In other words, Exchange is the perfect monthly dividend stock for nearly any portfolio.
How about some renewable income?
Utilities are often mentioned as some of the best investments on the market. Part of the reason for that stems from the reliable business model that utilities follow. Utilities have long-term regulated contracts in place that provide a steady and recurring stream of revenue. Those contracts span decades, and much of that revenue gets passed on to investors in the form of a dividend.
Unfortunately, a colossal market shift towards renewable energy is putting pressure on traditional utilities. As a result, traditional utilities are left with the very expensive task of transitioning towards renewables.
This means that a renewable energy stock can quickly become a lucrative monthly dividend stock. That’s one of the main reasons why we should mention TransAlta Renewables (TSX:RNW).
TransAlta has a portfolio of over 30 different facilities across Canada, the U.S., and Australia. The facilities are also diversified across different technologies, spanning solar, wind, gas, and hydro elements. Collectively, the renewable facilities have a generating capacity of 1,609 MW.
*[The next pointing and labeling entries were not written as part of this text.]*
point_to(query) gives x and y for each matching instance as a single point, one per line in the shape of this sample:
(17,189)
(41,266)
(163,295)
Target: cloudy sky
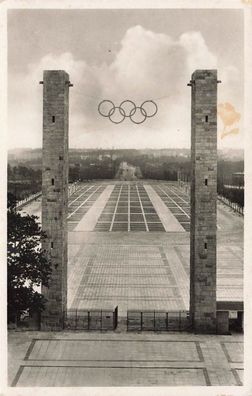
(124,54)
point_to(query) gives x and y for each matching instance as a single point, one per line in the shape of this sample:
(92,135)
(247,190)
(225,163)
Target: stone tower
(55,193)
(203,201)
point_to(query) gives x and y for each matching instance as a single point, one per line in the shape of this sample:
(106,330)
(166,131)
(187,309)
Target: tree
(28,265)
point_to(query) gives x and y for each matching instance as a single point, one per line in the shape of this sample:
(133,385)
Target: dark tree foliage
(28,265)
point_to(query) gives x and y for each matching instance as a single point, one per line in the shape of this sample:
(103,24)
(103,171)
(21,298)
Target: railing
(27,200)
(158,320)
(233,205)
(94,319)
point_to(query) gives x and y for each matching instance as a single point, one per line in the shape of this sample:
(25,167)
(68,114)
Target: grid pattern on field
(176,201)
(129,208)
(229,270)
(81,201)
(132,277)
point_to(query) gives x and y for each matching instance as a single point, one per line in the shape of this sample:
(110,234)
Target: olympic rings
(127,109)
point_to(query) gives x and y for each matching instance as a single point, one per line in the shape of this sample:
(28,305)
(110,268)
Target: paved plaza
(124,359)
(130,257)
(128,246)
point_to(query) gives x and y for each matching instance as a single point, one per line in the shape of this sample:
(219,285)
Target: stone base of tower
(205,324)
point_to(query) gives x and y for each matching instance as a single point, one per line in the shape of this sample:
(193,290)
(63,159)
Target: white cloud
(148,65)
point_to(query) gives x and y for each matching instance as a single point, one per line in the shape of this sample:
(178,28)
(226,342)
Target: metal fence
(158,320)
(232,205)
(95,319)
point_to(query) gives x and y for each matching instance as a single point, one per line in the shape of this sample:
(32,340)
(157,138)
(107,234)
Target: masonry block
(203,201)
(55,193)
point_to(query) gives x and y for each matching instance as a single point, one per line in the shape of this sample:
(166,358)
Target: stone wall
(55,193)
(203,201)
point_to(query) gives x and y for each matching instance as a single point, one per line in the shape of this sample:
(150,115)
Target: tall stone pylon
(55,193)
(203,200)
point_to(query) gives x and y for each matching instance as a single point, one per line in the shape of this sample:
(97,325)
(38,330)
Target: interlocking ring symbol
(127,108)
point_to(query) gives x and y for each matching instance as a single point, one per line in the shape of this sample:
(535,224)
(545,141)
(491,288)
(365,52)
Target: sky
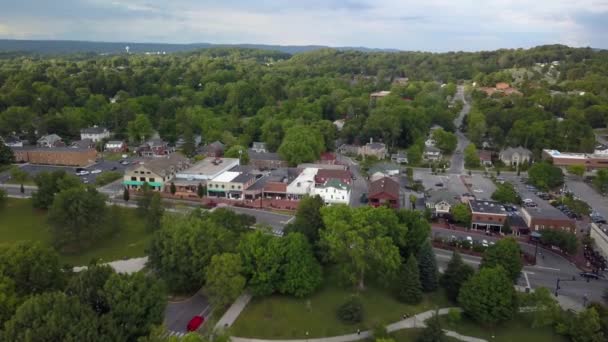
(422,25)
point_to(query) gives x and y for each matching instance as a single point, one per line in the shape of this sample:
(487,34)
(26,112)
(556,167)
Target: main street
(457,162)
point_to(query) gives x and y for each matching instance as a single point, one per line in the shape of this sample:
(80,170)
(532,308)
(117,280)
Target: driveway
(178,314)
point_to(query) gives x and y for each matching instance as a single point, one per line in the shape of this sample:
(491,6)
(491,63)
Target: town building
(155,172)
(384,191)
(59,156)
(116,146)
(95,133)
(487,215)
(440,202)
(373,149)
(547,217)
(333,192)
(513,156)
(590,161)
(51,140)
(324,175)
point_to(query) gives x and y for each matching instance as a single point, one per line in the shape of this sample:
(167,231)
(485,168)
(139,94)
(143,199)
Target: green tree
(409,289)
(471,158)
(238,151)
(53,316)
(358,239)
(6,154)
(456,274)
(489,296)
(545,176)
(78,219)
(462,214)
(140,128)
(308,220)
(33,268)
(155,212)
(577,170)
(137,302)
(505,253)
(225,281)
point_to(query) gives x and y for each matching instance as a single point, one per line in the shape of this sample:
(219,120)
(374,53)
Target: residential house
(215,149)
(324,175)
(94,133)
(51,140)
(373,149)
(116,146)
(487,215)
(333,192)
(431,153)
(259,147)
(384,191)
(441,202)
(155,172)
(399,157)
(513,156)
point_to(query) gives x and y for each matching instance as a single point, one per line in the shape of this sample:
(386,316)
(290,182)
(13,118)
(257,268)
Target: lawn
(283,317)
(20,222)
(516,330)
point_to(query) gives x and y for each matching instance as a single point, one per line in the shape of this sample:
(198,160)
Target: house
(155,148)
(116,146)
(485,157)
(513,156)
(303,184)
(155,172)
(59,156)
(547,217)
(432,153)
(399,157)
(373,149)
(259,147)
(215,149)
(441,202)
(94,133)
(230,184)
(51,140)
(333,192)
(324,175)
(487,215)
(266,160)
(384,191)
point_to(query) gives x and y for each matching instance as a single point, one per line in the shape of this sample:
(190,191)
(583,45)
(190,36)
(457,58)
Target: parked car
(195,323)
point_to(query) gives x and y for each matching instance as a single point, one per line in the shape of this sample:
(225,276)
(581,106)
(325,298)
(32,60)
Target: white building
(303,185)
(94,133)
(333,192)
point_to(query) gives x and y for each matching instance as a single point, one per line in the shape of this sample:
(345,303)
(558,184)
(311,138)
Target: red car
(195,323)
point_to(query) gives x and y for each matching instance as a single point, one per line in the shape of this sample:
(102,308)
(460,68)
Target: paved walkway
(416,321)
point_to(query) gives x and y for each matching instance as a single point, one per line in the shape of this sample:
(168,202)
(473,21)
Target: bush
(351,312)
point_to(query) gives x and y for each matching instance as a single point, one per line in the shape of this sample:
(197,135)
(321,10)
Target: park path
(416,321)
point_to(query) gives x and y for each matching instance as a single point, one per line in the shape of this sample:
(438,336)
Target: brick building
(64,156)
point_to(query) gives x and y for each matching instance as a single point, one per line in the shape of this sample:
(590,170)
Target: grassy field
(282,317)
(20,222)
(516,330)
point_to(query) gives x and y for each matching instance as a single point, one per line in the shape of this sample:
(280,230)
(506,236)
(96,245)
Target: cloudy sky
(432,25)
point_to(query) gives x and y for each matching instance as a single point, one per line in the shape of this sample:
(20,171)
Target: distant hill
(74,46)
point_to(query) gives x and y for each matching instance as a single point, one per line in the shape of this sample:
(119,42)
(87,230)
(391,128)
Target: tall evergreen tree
(428,268)
(410,290)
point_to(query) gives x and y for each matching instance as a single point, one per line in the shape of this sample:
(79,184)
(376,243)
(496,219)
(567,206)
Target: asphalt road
(457,162)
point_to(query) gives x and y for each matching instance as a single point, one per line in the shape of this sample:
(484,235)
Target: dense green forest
(244,95)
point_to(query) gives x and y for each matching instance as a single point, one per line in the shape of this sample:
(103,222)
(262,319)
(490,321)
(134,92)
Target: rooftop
(487,207)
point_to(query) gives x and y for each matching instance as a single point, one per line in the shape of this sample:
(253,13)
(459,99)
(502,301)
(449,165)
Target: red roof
(384,187)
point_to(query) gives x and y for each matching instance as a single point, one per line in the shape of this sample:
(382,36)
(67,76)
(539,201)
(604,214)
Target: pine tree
(428,268)
(456,273)
(410,290)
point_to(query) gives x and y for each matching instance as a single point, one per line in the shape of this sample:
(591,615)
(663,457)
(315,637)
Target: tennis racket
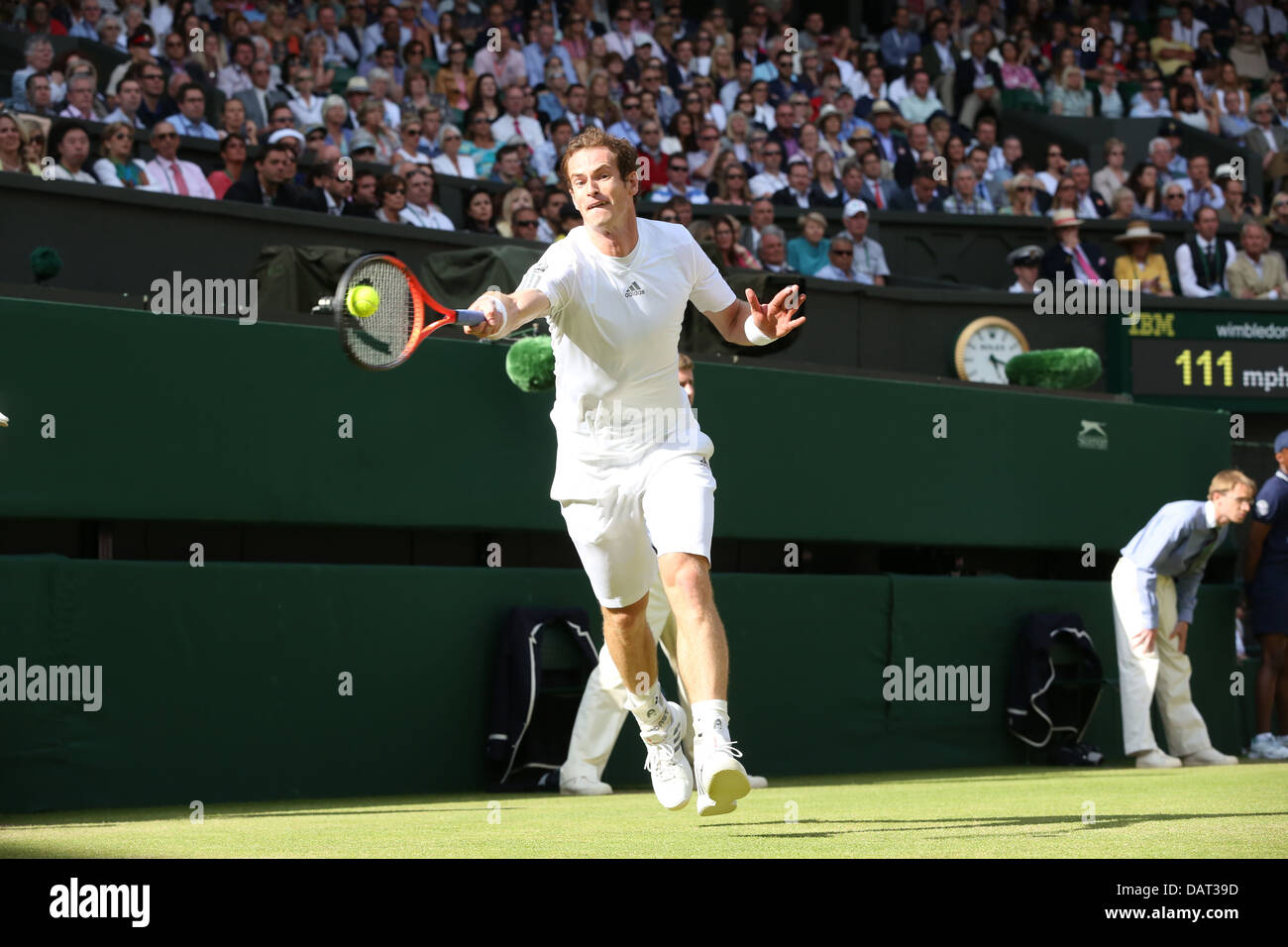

TransAlta’s facilities are subject to long-term regulated contracts. This is not unlike TransAlta’s fossil fuel-burning peers. Many of those contracts extend well into the 2030s or even 2040s. In other words, TransAlta has a recurring revenue stream coming in for the next decade or longer.
That revenue stream helps fund the company’s lucrative monthly dividend, which currently provides a yield of 5.32%. To put those numbers into practice, a $25,000 investment would provide a monthly income of $110. This factor alone puts TransAlta in good company among monthly dividend stocks.
Final thoughts
No investment is without risk. That being said, Exchange and TransAlta are well diversified in their respective areas and offer tremendous growth potential.
In my opinion, both Exchange and TransAlta are excellent monthly dividend stocks for long-term investors.